Have you ever looked at a kitchen at the end of preparing a vegetable-based meal? It's a mess. Nubs of things here, skins of things there, shavings and ends and shnibbles and pieces all over the place. If I didn't live on an alley with rodent issues, maybe I'd compost all that stuff, but I can't do that and let my kids play in the yard. For years and years, I threw it all away...until the last year. I read a post on one of my favorite bulletin boards about making your own vegetable broth. Apparently, all I needed to do was save all those shnibbles from my chopping, store them in a bag in my freezer, and when I had enough, dump them in the crock-pot with a bunch of water. Simmer them for a good 24 hours, and you have a wonderful, flavorful broth!

I was skeptical. Onion skins? Potato peels? Broccoli stalks? Eyew. But I was spending lots of money and using lots of fossil fuels on buying canned vegetable broth for our soups, and thought it couldn't hurt to try. After one batch, I was hooked. The broth was delicious -- rich and lovely and dark golden in color, and it freezes perfectly to use later. The house smelled like my mom had been there for a week of someone's cold, making the chicken soup I remembered from my childhood. It turns out that what I loved about chicken soup was the vegetables...the earthy smells of celery, onion, potato.

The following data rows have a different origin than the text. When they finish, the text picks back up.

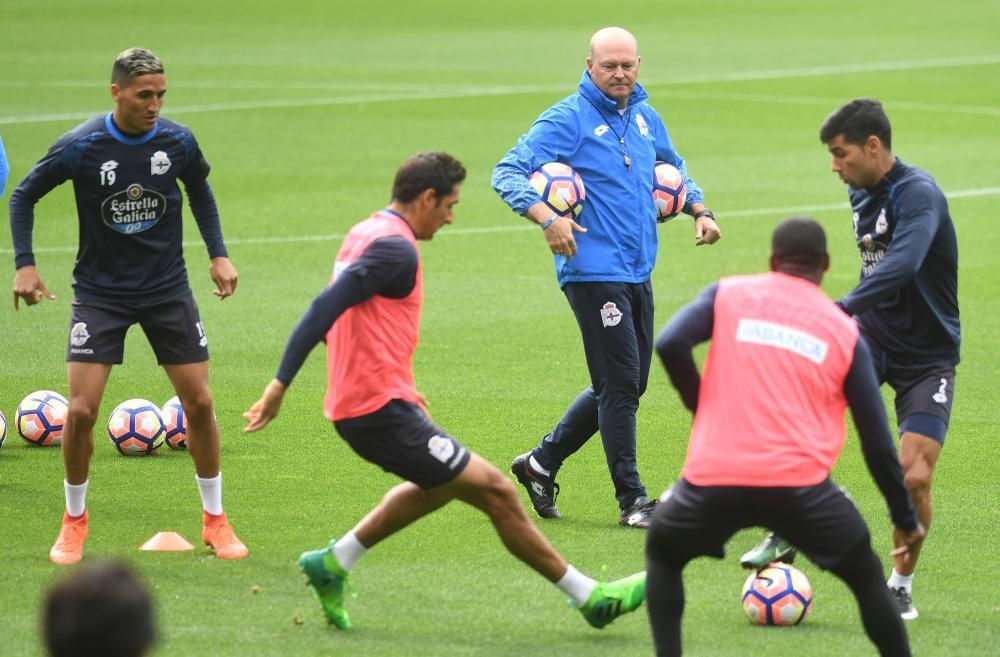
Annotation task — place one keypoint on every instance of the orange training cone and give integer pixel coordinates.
(167, 542)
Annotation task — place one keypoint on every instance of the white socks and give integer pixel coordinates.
(76, 497)
(211, 494)
(538, 468)
(896, 581)
(577, 586)
(348, 551)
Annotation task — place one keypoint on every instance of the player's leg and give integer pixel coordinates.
(175, 331)
(918, 456)
(690, 521)
(86, 388)
(536, 470)
(606, 314)
(824, 523)
(924, 396)
(190, 382)
(862, 571)
(486, 488)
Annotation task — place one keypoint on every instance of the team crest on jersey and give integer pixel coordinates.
(610, 315)
(881, 224)
(641, 122)
(159, 164)
(78, 335)
(440, 448)
(133, 210)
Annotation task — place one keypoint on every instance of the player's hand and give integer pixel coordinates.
(559, 235)
(706, 231)
(266, 408)
(225, 277)
(907, 540)
(28, 285)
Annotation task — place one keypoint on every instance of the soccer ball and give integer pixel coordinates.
(175, 424)
(136, 428)
(669, 191)
(40, 418)
(560, 187)
(777, 595)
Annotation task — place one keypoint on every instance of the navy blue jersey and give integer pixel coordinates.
(907, 299)
(129, 208)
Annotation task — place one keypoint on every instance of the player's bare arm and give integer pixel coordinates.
(559, 234)
(266, 408)
(706, 231)
(28, 285)
(224, 276)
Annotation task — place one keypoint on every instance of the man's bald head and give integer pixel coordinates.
(613, 37)
(613, 63)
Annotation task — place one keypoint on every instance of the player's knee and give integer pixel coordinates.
(499, 493)
(198, 406)
(917, 480)
(81, 416)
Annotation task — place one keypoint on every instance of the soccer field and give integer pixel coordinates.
(305, 109)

In fact, the house smells so good that, weeks after our first batch when I was making my second batch, I did have a cold, and the smell that crept through the house as I slept peppered my dreams with memories of soups past. Deep in my sinuses, the feelings of WARM and LOVE and HEALING penetrated, and I smiled in my half-sleep. We may not be able to milk our own cow or plant enough food for a year, but right now my basement freezer has about 4 gallons of broth in it...just enough for a few serious viruses. And that shnibbles bag in the freezer is getting full again!